Volkswagen Group operating profit in 2019 rose 12.8% from the previous year to €19.3bn (£17.5bn, $21.5bn). Sales revenue was up 7.1% from the previous year to €252.6bn.

“The corona pandemic presents us with unknown operational and financial challenges,” Diess said ahead of the annual press conference today.

That uncertainty was echoed by his CFO Frank Witter, who said: “It is almost impossible to make a reliable forecast at the moment.”

“We are in task-force mode and leveraging all measures to keep our employees and their families safe, and protect our business,” Witter added.

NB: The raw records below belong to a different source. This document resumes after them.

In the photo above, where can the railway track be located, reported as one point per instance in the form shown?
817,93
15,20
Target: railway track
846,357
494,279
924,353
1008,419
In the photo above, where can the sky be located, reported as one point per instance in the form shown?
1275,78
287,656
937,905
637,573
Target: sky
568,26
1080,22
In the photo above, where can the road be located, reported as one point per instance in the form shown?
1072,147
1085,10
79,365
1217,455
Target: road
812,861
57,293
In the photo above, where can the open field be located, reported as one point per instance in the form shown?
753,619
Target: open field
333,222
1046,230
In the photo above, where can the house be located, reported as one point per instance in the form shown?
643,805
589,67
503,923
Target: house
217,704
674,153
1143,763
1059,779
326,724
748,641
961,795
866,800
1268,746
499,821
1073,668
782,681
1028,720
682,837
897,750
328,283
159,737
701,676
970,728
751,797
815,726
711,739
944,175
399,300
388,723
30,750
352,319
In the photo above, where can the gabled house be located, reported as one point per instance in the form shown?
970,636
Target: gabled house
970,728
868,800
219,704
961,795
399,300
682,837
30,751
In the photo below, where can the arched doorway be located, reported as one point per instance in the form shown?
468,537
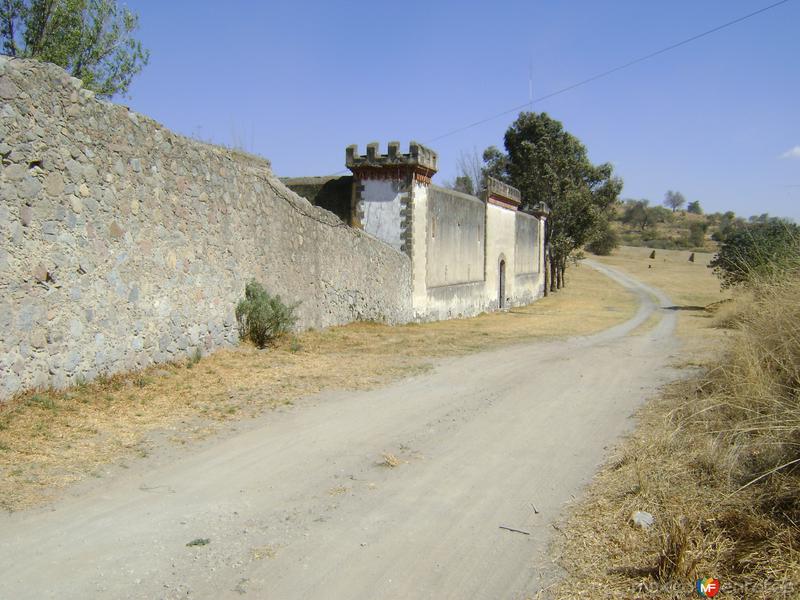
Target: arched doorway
502,291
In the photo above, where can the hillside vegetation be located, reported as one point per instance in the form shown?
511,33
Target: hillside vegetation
716,460
638,223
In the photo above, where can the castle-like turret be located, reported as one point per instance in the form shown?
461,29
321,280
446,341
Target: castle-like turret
420,162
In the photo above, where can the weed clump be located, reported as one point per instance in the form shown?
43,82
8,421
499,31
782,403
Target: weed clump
261,317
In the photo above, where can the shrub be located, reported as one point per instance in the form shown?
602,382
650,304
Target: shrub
262,318
759,251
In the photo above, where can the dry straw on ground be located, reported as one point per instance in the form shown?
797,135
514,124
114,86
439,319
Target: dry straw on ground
50,439
717,461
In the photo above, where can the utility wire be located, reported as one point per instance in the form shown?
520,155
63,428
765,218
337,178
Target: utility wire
610,71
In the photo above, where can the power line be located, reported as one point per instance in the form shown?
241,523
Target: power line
610,71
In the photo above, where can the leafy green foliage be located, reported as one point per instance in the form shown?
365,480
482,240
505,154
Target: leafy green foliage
674,200
697,234
262,318
91,39
758,251
694,207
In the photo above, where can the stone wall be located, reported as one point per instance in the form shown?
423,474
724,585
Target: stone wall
331,193
124,244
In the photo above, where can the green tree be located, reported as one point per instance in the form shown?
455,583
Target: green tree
697,234
548,164
759,250
463,183
694,207
91,39
674,200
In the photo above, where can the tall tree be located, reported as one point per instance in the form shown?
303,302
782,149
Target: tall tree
548,164
91,39
674,200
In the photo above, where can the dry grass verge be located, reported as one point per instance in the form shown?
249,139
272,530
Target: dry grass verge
49,439
717,462
692,287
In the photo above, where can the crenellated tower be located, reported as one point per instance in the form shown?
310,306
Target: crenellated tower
384,187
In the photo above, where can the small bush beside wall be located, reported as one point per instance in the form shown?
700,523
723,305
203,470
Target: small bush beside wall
262,318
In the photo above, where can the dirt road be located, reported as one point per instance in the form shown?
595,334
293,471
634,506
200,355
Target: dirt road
296,504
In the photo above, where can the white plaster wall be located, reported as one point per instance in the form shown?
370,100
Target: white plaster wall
456,237
526,244
381,202
419,251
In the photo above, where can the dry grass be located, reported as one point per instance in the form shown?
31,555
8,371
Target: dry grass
389,460
717,461
51,439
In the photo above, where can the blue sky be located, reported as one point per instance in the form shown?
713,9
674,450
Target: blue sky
297,82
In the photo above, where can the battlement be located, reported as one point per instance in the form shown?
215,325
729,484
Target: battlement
502,194
419,158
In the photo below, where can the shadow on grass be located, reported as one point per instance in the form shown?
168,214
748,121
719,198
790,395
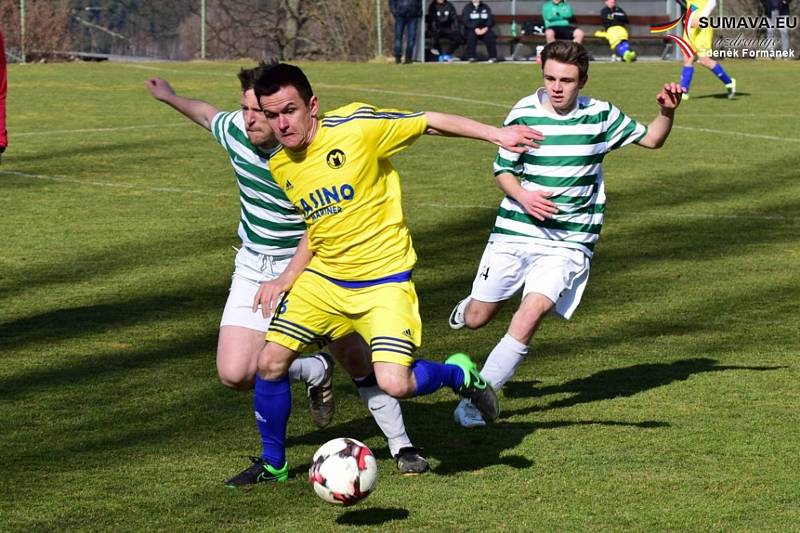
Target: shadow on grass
374,516
457,449
617,382
721,96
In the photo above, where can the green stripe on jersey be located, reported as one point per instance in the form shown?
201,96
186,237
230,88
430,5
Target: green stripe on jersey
556,181
263,223
282,243
567,166
268,206
269,224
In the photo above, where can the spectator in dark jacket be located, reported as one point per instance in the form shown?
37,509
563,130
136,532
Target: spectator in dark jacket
443,19
773,9
406,19
478,22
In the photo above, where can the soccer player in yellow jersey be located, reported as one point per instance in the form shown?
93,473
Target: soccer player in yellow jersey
701,39
352,271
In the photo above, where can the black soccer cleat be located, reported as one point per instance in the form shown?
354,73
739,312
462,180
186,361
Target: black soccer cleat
410,462
320,397
258,472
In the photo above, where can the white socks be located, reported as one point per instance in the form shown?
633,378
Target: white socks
503,361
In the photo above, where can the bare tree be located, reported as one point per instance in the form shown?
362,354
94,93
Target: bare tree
46,26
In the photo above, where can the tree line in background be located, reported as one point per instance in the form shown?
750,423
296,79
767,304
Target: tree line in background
257,29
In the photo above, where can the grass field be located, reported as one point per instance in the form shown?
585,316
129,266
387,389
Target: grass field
669,402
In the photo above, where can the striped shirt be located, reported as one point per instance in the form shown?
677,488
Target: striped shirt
568,165
268,222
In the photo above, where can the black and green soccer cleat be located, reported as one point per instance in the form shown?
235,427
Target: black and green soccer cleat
258,472
320,397
475,388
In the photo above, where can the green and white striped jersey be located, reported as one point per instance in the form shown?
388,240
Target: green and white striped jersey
269,224
568,164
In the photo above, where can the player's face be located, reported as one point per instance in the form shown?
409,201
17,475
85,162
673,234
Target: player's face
562,83
293,121
258,129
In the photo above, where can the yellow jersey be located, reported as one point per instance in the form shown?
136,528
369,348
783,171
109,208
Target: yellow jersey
349,193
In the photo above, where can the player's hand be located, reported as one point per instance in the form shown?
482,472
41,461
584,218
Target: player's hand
268,295
536,204
670,96
518,138
159,88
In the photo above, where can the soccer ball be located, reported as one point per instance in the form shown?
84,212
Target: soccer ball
343,471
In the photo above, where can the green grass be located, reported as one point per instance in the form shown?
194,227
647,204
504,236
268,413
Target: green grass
669,402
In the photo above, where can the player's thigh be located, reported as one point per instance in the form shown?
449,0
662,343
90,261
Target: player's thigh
558,274
389,320
237,354
353,354
310,315
701,40
501,272
250,271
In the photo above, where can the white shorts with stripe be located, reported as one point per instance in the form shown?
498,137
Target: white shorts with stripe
251,269
556,272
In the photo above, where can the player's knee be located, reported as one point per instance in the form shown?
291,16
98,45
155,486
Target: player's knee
475,318
395,386
273,363
235,380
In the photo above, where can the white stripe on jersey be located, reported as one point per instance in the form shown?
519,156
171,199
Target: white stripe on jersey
269,224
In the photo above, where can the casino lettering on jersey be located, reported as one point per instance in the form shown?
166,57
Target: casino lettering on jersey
324,201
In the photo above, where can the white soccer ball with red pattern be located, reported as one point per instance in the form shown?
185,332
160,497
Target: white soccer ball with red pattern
343,471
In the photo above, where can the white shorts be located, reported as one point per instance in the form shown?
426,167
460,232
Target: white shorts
251,269
556,272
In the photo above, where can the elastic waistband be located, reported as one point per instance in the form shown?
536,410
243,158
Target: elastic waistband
270,256
394,278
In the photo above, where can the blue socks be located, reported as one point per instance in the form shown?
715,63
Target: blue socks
432,376
686,77
272,403
720,73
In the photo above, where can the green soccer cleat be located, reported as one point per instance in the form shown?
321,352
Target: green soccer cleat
475,388
258,472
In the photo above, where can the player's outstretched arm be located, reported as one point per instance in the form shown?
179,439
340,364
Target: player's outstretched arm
196,110
513,138
668,101
269,292
535,203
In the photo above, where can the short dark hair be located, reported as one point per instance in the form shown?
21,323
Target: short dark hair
247,76
273,78
568,52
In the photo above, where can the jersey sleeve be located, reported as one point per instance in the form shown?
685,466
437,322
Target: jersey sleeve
391,130
219,124
621,129
507,161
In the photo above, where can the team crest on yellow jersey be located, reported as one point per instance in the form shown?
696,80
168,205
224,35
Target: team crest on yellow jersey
335,158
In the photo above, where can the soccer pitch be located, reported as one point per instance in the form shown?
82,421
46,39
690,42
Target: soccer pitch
669,402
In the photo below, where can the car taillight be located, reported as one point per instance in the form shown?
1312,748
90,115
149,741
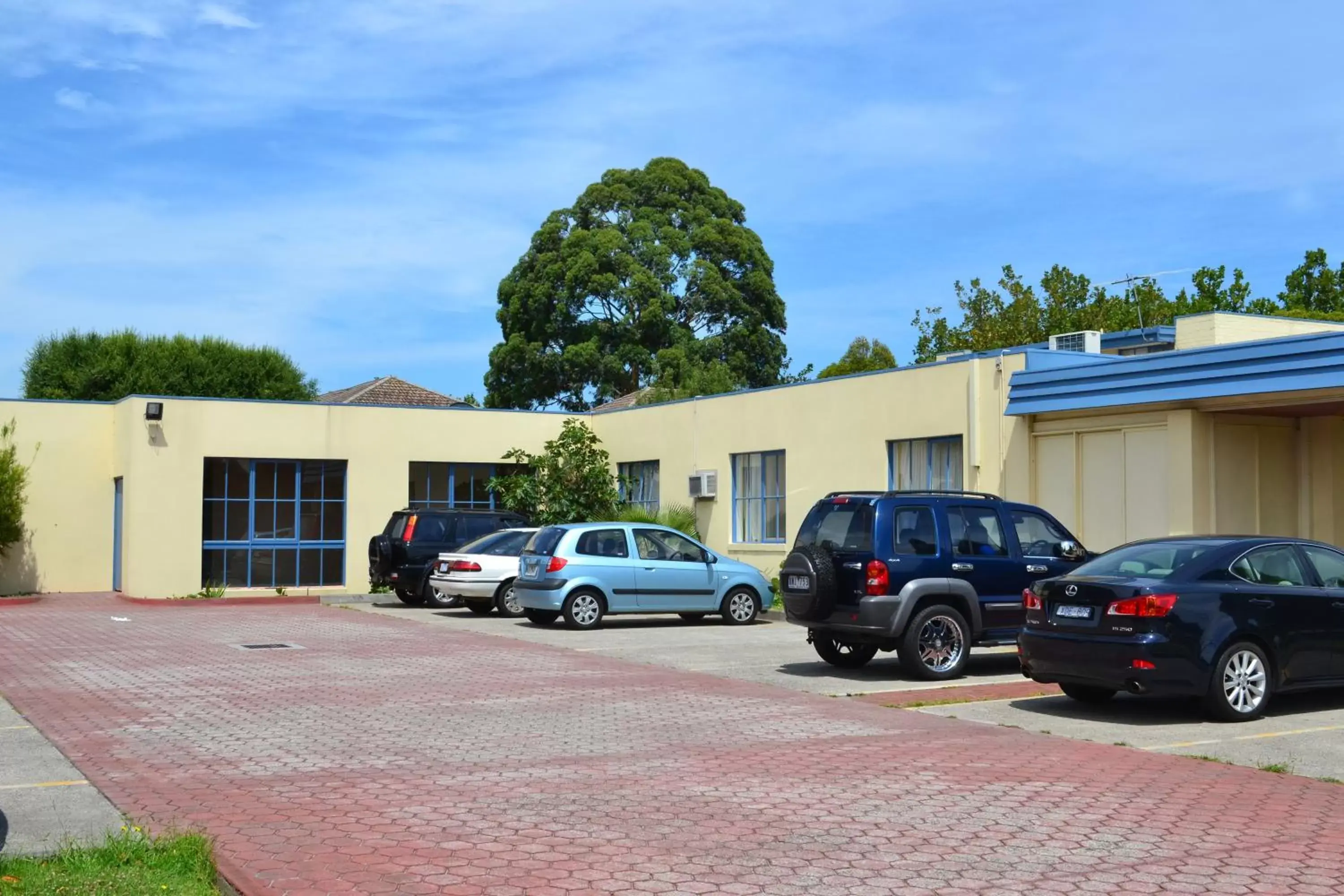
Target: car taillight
878,578
1147,606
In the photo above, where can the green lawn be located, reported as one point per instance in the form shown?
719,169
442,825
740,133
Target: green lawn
128,864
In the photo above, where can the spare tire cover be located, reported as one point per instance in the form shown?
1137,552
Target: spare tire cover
808,583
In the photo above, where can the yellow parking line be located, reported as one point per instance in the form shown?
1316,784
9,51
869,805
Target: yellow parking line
1256,737
45,784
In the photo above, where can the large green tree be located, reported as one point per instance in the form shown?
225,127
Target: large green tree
859,358
570,481
97,367
647,260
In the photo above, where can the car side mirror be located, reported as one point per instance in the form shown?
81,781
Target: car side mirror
1072,551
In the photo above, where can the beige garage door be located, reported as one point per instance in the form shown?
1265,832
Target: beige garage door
1108,487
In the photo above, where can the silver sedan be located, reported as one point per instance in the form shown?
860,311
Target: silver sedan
480,573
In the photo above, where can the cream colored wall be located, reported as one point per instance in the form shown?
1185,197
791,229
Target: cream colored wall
69,509
163,468
1256,476
834,435
1221,328
1104,477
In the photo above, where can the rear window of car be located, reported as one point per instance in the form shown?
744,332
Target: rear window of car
838,526
1160,560
545,540
499,544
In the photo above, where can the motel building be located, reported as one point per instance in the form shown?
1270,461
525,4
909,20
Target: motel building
1223,424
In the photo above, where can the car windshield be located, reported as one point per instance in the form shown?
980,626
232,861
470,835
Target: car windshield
1155,560
838,526
500,544
545,540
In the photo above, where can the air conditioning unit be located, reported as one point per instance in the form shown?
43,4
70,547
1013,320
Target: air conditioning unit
1088,340
705,484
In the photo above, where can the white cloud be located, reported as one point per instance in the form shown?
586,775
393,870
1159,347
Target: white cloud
213,14
77,100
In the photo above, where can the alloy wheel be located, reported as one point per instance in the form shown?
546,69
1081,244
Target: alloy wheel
741,606
585,609
1244,681
941,644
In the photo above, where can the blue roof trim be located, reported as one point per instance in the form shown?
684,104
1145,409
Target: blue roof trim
1283,365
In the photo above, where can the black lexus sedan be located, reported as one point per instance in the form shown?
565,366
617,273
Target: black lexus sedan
1230,620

However, the carmaker expects to deliver the same amount of cars in 2020 as it did last year — 10.98 million units — and is targeting an operating profit margin before special items of between 6.5% and 7.5% in 2020, similar to 7.6% in 2019.

The core Volkswagen brand, which is the largest division in the group, saw the most improvement in terms of absolute profit last year, Diess said, adding that its luxury Bentley brand is back in the black after two years of losses, and Porsche posted the highest returns of the group

Preparations for the ID.4, the company’s first fully-electric SUV, are “in full swing” and will be produced in the company’s Chattanooga plant in the US.

The ongoing repercussions of the diesel emissions scandal cost the company €1.9 billion last year. “We are able to reach settlements in Canada, Chile and Germany among other countries,” Diess said. “We have upgraded more than 7.5 million vehicles worldwide.”